And I will rejoice in Jerusalem, and joy in my people; and the voice of weeping shall no more be heard in her, nor the voice of crying; (Is 65,18-19) because, as Isaiah also says:

The Lord shall wipe away tears from every face. (Is 25,8)

4. There follows: Let your moderation be known unto all men. Moderation is keeping the middle way in everything. Moderation consists chiefly in two things: peace of mind and decency in body. Isaiah says of it:

The work of justice shall be peace;

and the service of justice, quietness and security for ever. (Is 32,17)

The work of justice- that is, of those who are justified by grace- is peace. They lay the

foundation of every good work in peace of mind; and so the ‘service’ (outward works and demeanour) is quietness. When the inner man rests in the house of peace, the outer man sits in decency and the security of quietness. To a man so still and self-contained, there will be security for ever.

The Lord is at hand. This is what the Father says in Isaiah:

I have brought my justice (i.e. my Son) near:

it shall not be afar off, and my salvation shall not tarry.

I will give salvation in Sion and my glory in Jerusalem. (Is 46,12)

This is what is said in today’s Gospel:

There hath stood one in the midst of you whom you know not: (Jn 1,26)
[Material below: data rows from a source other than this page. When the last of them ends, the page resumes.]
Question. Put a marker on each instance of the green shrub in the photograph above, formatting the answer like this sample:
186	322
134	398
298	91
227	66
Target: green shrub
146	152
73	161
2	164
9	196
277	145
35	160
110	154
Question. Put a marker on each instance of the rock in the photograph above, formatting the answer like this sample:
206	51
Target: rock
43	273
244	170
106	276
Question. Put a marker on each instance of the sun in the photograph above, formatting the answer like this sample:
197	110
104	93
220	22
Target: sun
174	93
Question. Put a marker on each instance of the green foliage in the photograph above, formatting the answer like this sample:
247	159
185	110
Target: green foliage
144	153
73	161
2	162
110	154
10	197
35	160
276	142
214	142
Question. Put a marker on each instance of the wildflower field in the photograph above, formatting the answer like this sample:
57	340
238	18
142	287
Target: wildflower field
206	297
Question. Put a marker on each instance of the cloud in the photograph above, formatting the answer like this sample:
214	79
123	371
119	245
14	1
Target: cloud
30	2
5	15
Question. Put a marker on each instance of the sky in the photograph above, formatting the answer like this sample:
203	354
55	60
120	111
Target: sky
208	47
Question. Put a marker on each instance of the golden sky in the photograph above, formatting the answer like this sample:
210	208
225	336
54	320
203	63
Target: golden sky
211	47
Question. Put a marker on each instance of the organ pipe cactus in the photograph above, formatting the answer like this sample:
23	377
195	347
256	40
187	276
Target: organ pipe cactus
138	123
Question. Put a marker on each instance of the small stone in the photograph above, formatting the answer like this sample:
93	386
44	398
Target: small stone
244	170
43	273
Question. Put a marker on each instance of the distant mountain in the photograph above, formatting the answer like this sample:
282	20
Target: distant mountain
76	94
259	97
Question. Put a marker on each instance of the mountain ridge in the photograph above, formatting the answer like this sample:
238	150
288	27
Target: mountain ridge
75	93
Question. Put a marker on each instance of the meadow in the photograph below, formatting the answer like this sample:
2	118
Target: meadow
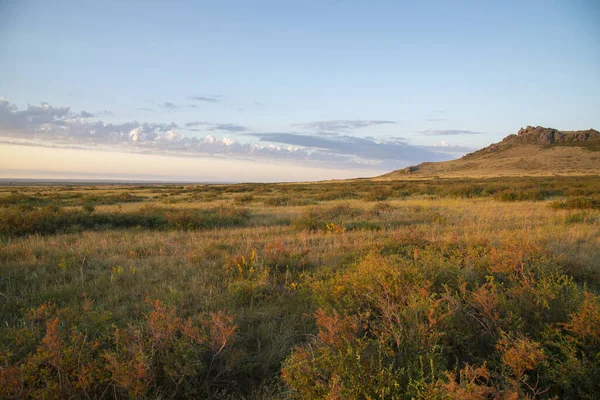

the mediator of God and man, the man Christ Jesus (1Tm 2,5), who takes the field against the devil, whom he will conquer, and rescue man from his hand, and reconcile him to God the Father. This is what he says in Isaiah:

I have nourished children and exalted them: but they have despised me.

The ox knoweth his owner and the ass his master's crib,

but Israel hath not known me, and my people hath not understood. (Is 1,2-3)

See how near the Lord is, and we do not know him! I have nourished my children like a mother, with my blood for milk. I have exalted human nature, which I took from them and united it to myself above the choirs of angels. He could not bestow upon us any greater honour or privilege. And they despised me.

Attend and see if there be any sorrow like to my sorrow (Lm 1,12).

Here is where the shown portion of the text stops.